Enfin, la catégorie « autres » regroupe des parcelles fertilisées avec exclusivement des lisiers, des digestat de méthanisation ou des composts végétaux. La nature de ces intrants est trop variable et le nombre de situations concernées trop faible pour conclure de leur effet sur les bilans de P.
Un lien entre couverts végétaux et teneurs en phosphore difficile à établir
Les teneurs moyennes en P Olsen du sol apparaissent significativement plus élevées lorsqu’un couvert d’interculture a été implanté au moins une fois sur les 5 dernières campagnes (figure 4).
Cependant, il est délicat de conclure à un effet des couverts végétaux sur la disponibilité du phosphore. En effet, si les exportations par les récoltes sont en moyenne équivalentes en présence ou non de couverts, les doses de phosphore apportées sont quant à elles légèrement plus élevées dans les situations avec couverts (32 kg P2O5/ha/an vs 26 kg P2O5/ha/an ).
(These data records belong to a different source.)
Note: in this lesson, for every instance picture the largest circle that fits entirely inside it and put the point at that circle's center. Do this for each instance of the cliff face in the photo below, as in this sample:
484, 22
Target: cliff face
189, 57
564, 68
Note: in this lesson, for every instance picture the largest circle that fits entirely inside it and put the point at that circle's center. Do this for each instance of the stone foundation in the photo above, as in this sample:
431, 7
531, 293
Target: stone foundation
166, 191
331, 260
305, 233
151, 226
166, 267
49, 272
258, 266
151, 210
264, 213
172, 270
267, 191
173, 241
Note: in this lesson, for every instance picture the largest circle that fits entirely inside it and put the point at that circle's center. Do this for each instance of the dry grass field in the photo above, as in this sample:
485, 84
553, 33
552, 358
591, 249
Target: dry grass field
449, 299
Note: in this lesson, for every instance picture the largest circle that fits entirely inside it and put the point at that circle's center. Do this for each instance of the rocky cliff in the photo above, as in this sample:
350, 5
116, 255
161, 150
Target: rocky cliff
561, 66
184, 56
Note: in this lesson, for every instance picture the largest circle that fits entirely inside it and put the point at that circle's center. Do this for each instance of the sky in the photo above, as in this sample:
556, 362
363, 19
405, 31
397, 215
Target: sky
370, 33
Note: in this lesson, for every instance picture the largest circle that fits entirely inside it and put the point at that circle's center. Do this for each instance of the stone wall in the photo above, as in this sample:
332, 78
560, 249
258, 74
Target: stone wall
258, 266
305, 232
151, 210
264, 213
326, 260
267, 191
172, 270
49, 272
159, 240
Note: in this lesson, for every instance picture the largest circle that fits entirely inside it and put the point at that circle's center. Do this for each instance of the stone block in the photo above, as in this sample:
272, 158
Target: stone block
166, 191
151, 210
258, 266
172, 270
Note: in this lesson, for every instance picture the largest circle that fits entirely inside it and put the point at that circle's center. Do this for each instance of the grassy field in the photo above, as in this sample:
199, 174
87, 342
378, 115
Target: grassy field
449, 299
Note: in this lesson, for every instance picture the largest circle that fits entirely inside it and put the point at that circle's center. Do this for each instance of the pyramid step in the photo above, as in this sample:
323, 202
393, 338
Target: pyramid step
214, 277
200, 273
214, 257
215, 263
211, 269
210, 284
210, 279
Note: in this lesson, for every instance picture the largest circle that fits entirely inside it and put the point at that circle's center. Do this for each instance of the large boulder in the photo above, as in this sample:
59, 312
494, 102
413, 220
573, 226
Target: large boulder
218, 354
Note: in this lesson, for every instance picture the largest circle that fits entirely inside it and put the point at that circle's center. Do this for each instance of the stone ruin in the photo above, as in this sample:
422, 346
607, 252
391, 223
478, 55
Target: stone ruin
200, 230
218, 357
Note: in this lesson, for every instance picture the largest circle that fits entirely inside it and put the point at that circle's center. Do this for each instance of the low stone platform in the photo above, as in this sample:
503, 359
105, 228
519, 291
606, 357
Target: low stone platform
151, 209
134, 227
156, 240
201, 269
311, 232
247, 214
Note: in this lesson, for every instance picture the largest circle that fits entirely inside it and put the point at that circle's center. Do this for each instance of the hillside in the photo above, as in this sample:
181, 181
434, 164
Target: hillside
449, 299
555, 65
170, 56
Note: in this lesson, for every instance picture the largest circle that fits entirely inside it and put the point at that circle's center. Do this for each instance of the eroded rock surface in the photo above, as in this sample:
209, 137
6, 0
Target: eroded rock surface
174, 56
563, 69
Autrement dit, ces teneurs en P Olsen plus élevées en présence de couverts s’expliquent probablement davantage en raison d’apports plus importants sur ces parcelles que par un effet des couverts eux-mêmes.
Impact de la fréquence de légumineuses dans les rotations
Enfin, la teneur en P Olsen du sol apparait inversement corrélée à la fréquence de légumineuses dans les rotations (figure 5). Ceci pourrait s’expliquer par un meilleur état de nutrition azotée de cultures précédées par des légumineuses qui auraient de meilleurs rendements et exporteraient ainsi davantage de phosphore. Cependant, les exportations moyennes de phosphore indiquées sous la figure 5 ne valident pas cette hypothèse : les exportations sont stables voire diminuent lorsque la fréquence de légumineuses augmente.
On observe par ailleurs une diminution simultanée des doses moyennes d’azote et de phosphore apportées en cinq ans sur les parcelles avec l’augmentation de la fréquence de légumineuses. La relation négative que l’on observe entre la fréquence de légumineuses et les teneurs en P Olsen du sol pourrait donc s’expliquer par les pratiques de fertilisation. En effet, dans des systèmes où la fourniture d’azote aux cultures repose principalement sur la fixation symbiotique par les légumineuses, les apports de fertilisants sont probablement moins fréquents. Ce qui pourrait limiter les flux entrants de phosphore et, à terme, entrainer une diminution des teneurs du sol. Cette hypothèse semble être confirmée par les bilans de P qui eux aussi sont corrélés négativement à la fréquence de légumineuses.
Conclusion
En conclusion, il semblerait qu’en AB, les teneurs en P Olsen du sol sont globalement plus faibles qu’en conventionnel. L’analyse des résultats de l’observatoire PhosphoBio montre aussi que certaines situations sont à surveiller de plus près afin de maintenir dans la durée une disponibilité en phosphore satisfaisante pour les cultures. C’est le cas en particulier du Sud-Ouest de la France mais aussi en sols calcaires. Une certaine vigilance devrait également être portée dans les rotations qui intègrent une proportion importante de légumineuses. En effet, dans ces systèmes, la nutrition azotée des autres cultures de la rotation dépend fortement des légumineuses. Si la croissance de ces dernières venait à être limitée par une carence en phosphore, les fournitures d’azote aux autres cultures seraient réduites, et l’autonomie en azote du système pourrait être remise en cause.